Dans un communiqué de presse anodin, l’ONIGC (ex ONIC) explique ce mardi 21 février que les aides PAC versées aux agriculteurs en décembre 2005 doivent encore être amputées de 0,16% (le pourcentage définitif sera confirmé fin mars), soit 8 millions d’euros qui seront récupérés par l’UE.

Rappelons que ces aides compensatoires avaient été réduites sans préavis, au moment de leur versement en décembre, de 4,15 %, après constatation d’un excédent de cultures sèches.

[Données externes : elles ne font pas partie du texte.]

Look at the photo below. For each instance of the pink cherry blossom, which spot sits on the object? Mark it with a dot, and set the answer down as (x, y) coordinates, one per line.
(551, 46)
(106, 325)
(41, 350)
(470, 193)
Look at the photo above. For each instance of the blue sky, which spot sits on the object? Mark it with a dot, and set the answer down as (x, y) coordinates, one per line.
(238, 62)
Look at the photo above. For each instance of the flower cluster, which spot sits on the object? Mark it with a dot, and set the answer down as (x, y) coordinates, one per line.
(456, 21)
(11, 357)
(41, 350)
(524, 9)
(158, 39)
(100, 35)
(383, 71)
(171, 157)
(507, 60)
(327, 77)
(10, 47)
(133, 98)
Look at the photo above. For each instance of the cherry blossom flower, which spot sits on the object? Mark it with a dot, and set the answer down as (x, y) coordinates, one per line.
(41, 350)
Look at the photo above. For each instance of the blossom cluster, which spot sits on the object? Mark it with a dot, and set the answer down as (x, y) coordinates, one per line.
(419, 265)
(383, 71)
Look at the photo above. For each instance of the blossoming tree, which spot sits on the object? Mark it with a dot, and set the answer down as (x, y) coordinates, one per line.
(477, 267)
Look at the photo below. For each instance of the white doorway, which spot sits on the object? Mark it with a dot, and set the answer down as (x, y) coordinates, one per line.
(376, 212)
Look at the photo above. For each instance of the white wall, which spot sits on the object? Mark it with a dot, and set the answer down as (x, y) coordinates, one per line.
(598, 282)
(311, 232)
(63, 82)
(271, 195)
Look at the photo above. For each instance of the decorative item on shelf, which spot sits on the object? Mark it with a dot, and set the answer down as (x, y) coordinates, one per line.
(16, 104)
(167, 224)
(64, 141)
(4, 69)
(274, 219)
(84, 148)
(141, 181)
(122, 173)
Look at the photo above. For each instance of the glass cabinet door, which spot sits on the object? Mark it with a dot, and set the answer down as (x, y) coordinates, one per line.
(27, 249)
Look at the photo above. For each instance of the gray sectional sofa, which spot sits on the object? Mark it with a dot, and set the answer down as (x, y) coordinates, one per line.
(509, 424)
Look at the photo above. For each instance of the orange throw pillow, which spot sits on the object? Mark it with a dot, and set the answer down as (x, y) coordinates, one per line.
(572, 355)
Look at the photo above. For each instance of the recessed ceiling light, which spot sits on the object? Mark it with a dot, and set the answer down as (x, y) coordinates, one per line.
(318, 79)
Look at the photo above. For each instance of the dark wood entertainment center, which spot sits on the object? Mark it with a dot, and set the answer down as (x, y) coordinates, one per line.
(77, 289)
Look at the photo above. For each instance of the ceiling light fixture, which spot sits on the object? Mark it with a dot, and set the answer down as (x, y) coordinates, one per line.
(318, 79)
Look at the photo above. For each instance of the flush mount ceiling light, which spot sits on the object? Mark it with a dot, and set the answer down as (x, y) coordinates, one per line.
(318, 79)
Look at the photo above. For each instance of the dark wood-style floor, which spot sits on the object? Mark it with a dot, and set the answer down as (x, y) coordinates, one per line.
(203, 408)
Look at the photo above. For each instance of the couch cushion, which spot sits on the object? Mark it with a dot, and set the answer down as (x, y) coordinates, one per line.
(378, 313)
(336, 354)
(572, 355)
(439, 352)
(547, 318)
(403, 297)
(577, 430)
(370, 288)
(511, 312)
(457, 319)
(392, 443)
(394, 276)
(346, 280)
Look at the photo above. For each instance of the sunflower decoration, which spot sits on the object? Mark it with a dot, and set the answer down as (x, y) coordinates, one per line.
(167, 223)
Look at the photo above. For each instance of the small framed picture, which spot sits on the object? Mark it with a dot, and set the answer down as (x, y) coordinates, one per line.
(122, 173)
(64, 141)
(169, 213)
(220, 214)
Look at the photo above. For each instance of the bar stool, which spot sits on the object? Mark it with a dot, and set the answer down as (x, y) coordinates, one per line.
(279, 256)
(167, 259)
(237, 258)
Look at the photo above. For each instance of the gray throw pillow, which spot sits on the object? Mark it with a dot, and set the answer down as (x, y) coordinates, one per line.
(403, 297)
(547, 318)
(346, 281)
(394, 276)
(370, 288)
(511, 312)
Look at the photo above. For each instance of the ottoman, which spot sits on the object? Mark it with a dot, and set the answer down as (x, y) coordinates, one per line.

En revenant sur ces dépassements de surface, il y a vraiment de quoi s’interroger sur la capacité de l’ONIGC à analyser les chiffres, sachant que les agriculteurs avaient tous obligatoirement transmis leur déclaration d’assolement au 15 mai 2005. Cette énième déduction des aides compensatoires ressemble à s’y méprendre à du harcèlement vis-à-vis des céréaliers, qui ont subi une baisse de leur revenu estimé à 19 % en 2005 (selon les statistiques officielles provisoires d’évolution du revenu par actif non salarié). Ce nouveau coup de ciseau dans les aides agricoles ne fait qu’ajouter au discrédit de la PAC, en laquelle plus un seul paysan français ne peut aujourd’hui faire confiance.